Gary Wood discussed the problems of politics on the philosophical level. Wood laments the fact that both the left and right have rejected the idea of Locke's separation of church and state. Wood gives a quick history of why Locke is essential. Locke's importance, demonstrated by Wood, is that we have rejected Lockean principles. Therefore, we have come to the place where both sides are rejecting not just separation of church and state but the natural law as well. This rejection leads both sides to end in relativism. On the conservative end of the spectrum, they declare that we have a specific right because we are humans or because it is in the Constitution. Therefore, reason can't tell us anything about morality. On the liberal side of the spectrum, they are constantly changing, altering their stance, because it is progressive, and desire to be on the right side of history. There is no grounding of positions except faith in that the future is better than the past.

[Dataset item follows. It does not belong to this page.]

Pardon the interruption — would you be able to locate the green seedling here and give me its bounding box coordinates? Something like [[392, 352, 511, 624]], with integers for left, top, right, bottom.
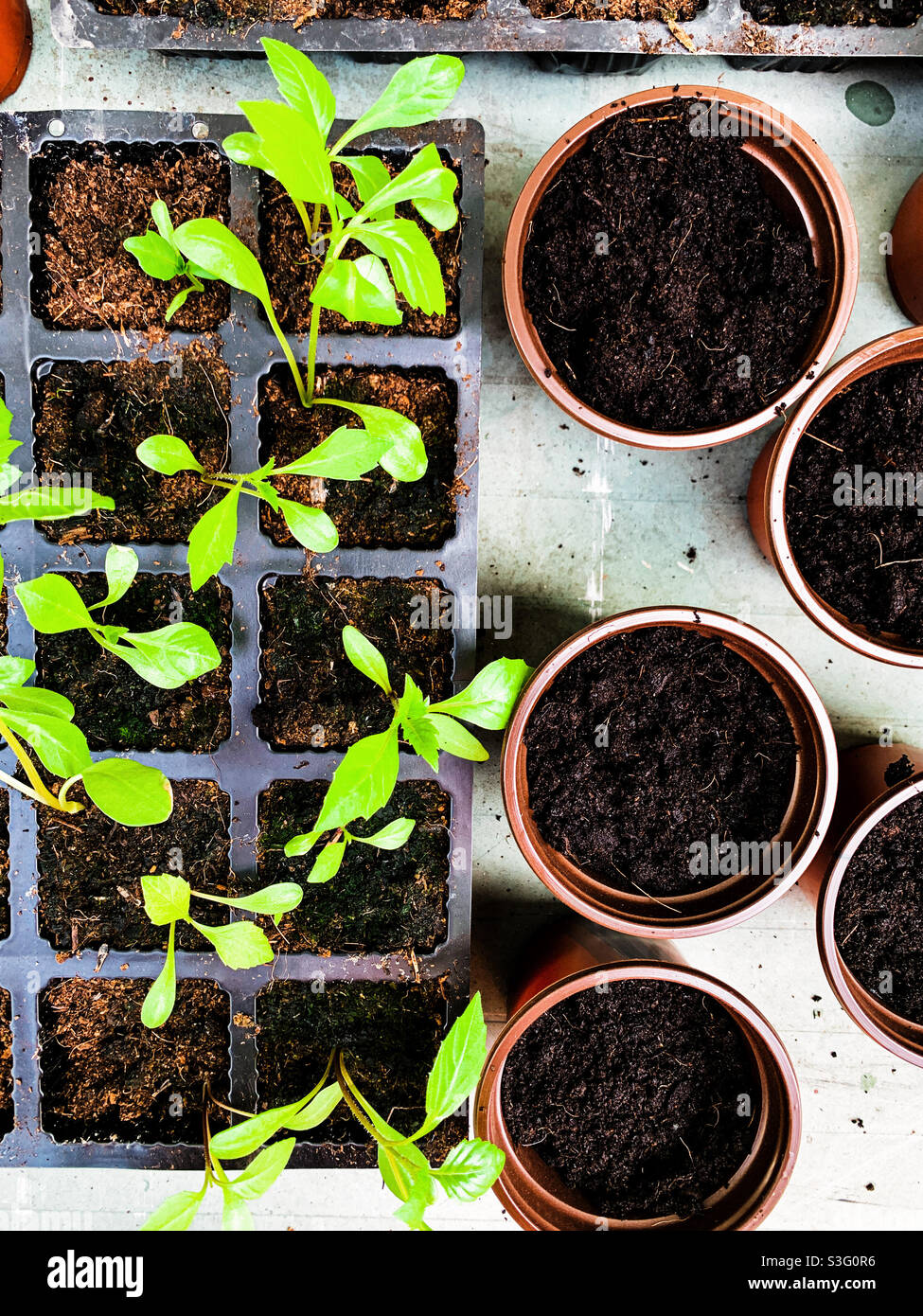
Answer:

The problem, Wood states, is the fact that reason and revelation are combining in morality towards other human beings. But it can only go so far; one can't give up every right. Even if there is unanimous consent, one can't give up the right to conscience. If you have no ground for morality, what do you have? The only thing left is just human will. Wood ends his address with the thought that we have a "dogmatic skepticism that leads to tyranny."
Marcella Myers builds on what Wood has said but wants to tackle politics more practically rather than philosophically. She wants to focus on humans rights and public policy. Justice of God, obligation to God, and temporal justice are not the same things. One needs to render to God and Ceasar, not just taxes but one's political lives as well. She desires to teach students to think about their responsibilities: how they treat others, and what policies they should adopt. Love thy neighbor; she described as loving the one who doesn't look like us. Religion becomes too significant in politics when people try to attain their religious goals through public policy. Politics should not be for specific people. What does religious liberty mean? It means that rules should not be applied only for the benefit of Christians because regulation could come back on us. It is essential to have underlying values as a Christian, but it also is necessary to articulate them in a secular way in the public sphere for other faiths to practice. Secular policy is not a specific denomination's work; consequently, policy needs to be secular. Separation of church and state is the only way to maintain democracy and our faith.
Josh Faehner took the conversation a different direction by not focusing on the separation of church and state or natural law, but from where does one get their vision for the “good.” He says that the attempt to access the “good” is well beyond opinion and needs philosophy and theology to aid in solving it. Therefore, political theology helps us see the “good.” One needs to turn to Scripture to access what the “good” is. To claim not to be political is a political claim. You are supporting it if you are not fighting against it. The problem with gleaning from Scripture is that there is a historical chasm. Because of this, one needs to focus on principle, not the policy, and then apply it. Faehner then gives some examples of how this would work, including the Imago Deias a foundation for equality, and the Sermon on the Mount as being full of principles to be applied in politics. His most fascinating example was using Leviticus' jubilee cycle as a principle for public policy. The jubilee cycle addressed the fact that prosperity appears to stack, and that wealth accumulates. The jubilee is therefore a political solution. This natural tendency for inequality has a check placed on it with the jubilee cycle. For their agrarian society, the essential “good” was land. In our day, could it be argued that healthcare and education would be that necessary “good” that needs restoration?
The question-answer period clarified how one defines the separation of church and state, correcting the notion that one should not be allowed to be Christian in the public sphere, and explaining that framers of the Constitution were hypocrites, but had sound principles about equality. There also was a constant encouragement that we need to take our responsibility to vote seriously and go vote. This responsibility especially needs action on the local level where our voice has more impact.
Nathaniel Gibbs is a former pastor currently pursuing a PhD at the Seventh-day Adventist Theological Seminary.